A estimativa era que a 123milhas faturasse R$ 5 bilhões em 2022. A disposição dos irmãos Soares Madureira era vender 30% do negócio a US$ 100 milhões (R$ 490 milhões).

Hoje, além de Augusto e Ramiro, a Novum Investimentos Participações também é sócia da plataforma. A Novum é de propriedade de outra integrante da família, Cristiane Soares Madureira do Nascimento, e tem Ramiro e Augusto como sócios.

Em janeiro deste ano, os irmãos compraram a também mineira Maxmilhas, concorrente da Hotmilhas, e se tornaram soberanos na “bolsa” de milhagem.

Entre o fim do ano passado e o começo deste ano, Ramiro e Augusto abriram holdings de instituições não financeiras (que compram participação em outras empresas). Os Soares Madureira são ainda donos de joalheria e negócios imobiliários.

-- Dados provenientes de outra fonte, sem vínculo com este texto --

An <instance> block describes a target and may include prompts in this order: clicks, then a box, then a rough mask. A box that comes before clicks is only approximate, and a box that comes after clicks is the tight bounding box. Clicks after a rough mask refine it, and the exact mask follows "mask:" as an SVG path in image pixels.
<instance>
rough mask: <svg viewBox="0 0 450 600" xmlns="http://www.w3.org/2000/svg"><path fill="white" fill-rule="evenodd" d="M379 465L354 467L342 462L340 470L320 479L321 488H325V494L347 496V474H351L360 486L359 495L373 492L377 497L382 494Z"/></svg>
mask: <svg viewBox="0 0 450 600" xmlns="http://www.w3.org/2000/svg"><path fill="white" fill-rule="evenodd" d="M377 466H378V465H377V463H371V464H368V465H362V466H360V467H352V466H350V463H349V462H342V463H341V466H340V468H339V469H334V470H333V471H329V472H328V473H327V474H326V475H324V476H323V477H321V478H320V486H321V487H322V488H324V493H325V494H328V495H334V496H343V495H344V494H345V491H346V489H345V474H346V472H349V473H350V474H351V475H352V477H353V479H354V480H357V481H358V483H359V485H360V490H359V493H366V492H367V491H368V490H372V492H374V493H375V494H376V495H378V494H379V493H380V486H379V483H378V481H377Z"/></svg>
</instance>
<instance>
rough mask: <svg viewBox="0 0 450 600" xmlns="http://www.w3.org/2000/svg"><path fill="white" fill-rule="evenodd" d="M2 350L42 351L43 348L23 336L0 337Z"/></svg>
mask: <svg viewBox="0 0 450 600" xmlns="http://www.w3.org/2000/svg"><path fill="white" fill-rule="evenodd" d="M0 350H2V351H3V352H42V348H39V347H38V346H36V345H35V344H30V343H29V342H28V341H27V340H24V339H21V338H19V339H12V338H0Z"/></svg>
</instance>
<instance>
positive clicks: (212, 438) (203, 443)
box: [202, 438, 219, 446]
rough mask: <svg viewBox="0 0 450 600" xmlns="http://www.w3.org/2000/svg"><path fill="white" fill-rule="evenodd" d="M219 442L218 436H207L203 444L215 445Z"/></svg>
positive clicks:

De acordo com a relação acima, existem três números de CNPJ (Cadastro Nacional de Pessoa Jurídica) registrados para a 123milhas.

Segundo o advogado Filipe Denki, da Lara Martins Advogados, essa prática é comum entre grandes empresas. “Às vezes por terem diversas filiais ou operações diferentes”, afirma Denki. “Mas também pode servir para dificultar o acesso às contas da empresa. Se a atividade da companhia está muito exposta ao risco, ela cria CNPJs distintos e contas bancárias vinculadas a cada um dos CNPJs.”

Quando isso ocorre e a empresa é alvo de uma ação judicial, por exemplo, diz o advogado, fica mais difícil encontrar recursos para indenização. “Também tem o aspecto tributário: a empresa vai pagar impostos de acordo com o seu faturamento”, diz.